September 12, 2011

Trolling

In Internet speak a ‘troll’ is a person who tries to bait others on message boards. I am excited about the word with this definition and I plan to add it to my religious vocabulary. We’ve all been in Sunday School classes or Bible Studies where the discussion is deliberately derailed by someone throwing in controversial thoughts just for sport. While we can’t stop others from derailing a discussion, it’s possible that identifying their comments as trolling will shine a light on their motivation.

1 comment:

Steve Corey said...

Gail;

-----Everyone knows the charming party game where one person writes down a sentence and hands it to the moderator.
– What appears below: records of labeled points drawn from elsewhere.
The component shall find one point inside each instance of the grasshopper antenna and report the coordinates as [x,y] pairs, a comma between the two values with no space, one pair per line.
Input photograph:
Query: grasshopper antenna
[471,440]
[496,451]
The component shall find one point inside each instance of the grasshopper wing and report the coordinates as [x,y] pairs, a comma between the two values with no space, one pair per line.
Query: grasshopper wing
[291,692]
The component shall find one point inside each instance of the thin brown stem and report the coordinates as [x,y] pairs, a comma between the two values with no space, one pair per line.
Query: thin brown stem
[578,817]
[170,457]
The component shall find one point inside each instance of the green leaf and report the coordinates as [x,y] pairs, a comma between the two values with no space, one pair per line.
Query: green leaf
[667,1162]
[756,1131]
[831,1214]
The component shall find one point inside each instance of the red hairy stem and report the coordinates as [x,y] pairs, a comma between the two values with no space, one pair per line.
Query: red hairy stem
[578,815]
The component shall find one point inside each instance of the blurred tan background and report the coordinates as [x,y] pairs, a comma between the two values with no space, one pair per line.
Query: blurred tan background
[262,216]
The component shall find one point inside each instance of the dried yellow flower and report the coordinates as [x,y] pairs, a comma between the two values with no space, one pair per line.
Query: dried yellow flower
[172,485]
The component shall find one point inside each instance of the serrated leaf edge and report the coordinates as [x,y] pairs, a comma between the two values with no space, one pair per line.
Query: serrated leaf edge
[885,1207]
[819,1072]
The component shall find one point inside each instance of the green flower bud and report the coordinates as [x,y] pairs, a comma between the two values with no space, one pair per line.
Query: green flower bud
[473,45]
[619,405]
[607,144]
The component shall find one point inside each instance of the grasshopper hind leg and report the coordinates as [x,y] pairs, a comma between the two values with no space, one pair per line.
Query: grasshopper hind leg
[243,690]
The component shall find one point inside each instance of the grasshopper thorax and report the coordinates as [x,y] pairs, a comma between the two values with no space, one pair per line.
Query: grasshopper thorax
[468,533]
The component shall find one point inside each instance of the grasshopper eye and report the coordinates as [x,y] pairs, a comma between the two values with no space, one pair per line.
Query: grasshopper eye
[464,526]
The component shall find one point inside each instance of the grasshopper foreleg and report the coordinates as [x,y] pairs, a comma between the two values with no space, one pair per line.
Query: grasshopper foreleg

Then it is whispered to each other around the room in succession until the last person speaks it to everyone. The difference is supposed to be funny when the moderator reads the original sentence. But actually, it is more insightful than funny. The same principle operating upon this one simple sentence is joined by several other principles to highly effect many nuances upon the complex systems of ideas we pass around for our educations. And when you think about it, the most of what we know we know by this second hand method of learning.
-----I thank God regularly that He did not subject His Words for mankind to a high degree of pass-around before they reach the user. Instead, except for its historical books, eye witnesses and those directly involved in the matters of it’s presentations wrote what we read in it. Therefore, like the game moderator, we hold the intended sentence in our hands while we hear many thoughts about it’s meanings which have been passed down through two-thousand years of church, Sunday School, and Seminary.
-----While most doctrines and teachings have a certain level of practical clarity, the more refined levels of their detail are much less clear and are sometimes completely erroneous. Yet these taught and re-taught meanings tend to be heard most often in Sunday schools and Bible studies. So it does not take a great deal of study before a person is dealing with less clear and sometimes erroneous details of second-hand, second-hand, second-hand teachings.
-----Take for instance, the “Daniel” Ezekiel 14:14 & 20 mentions with Noah and Job, and again mentions at 28:3 as a measure of high wisdom. It is often taught that this is the Daniel of whom Ezekiel and Jeremiah were roughly contemporary. But Daniel was no more than an adolescent when Ezekiel wrote. How could an adolescent be counted with Noah and Job as a benchmark of wisdom and righteousness? Moreover, it was presumed by Hebrew scholars that an early scribe, or maybe Ezekiel himself, misspelled Daniel, because the name is missing its yod and really spells Danel instead of Daniel. This misspelling was the easy presumption to make until the Ugaritic text of fourteenth century BC Syria was discovered in 1928. Therein was one Danel depicted as “judging the cause of the widow, adjudicating the case of the fatherless." He passed through trials and lost his son as Job lost his family. Like Noah and Job, he was not Hebrew and was an ancient figure of notoriety. His character makes complete sense in Ezekiel’s context. It is highly likely Ezekiel is referring to that ancient Canaanite figure. Yet the mention of this Danel with all his aspects in Sunday School might leave you being perceived as a troll, since Danel was associated with the Ba’als. And the fact that his name is the same combination of Dan and ‘El as is Daniel’s isn’t likely to help you much, either.
-----You’re probably right that the trolling label will shine a light on impertinent motivation, but you’ll also need to accept its shadow being intermittently cast upon a few real gems of insight.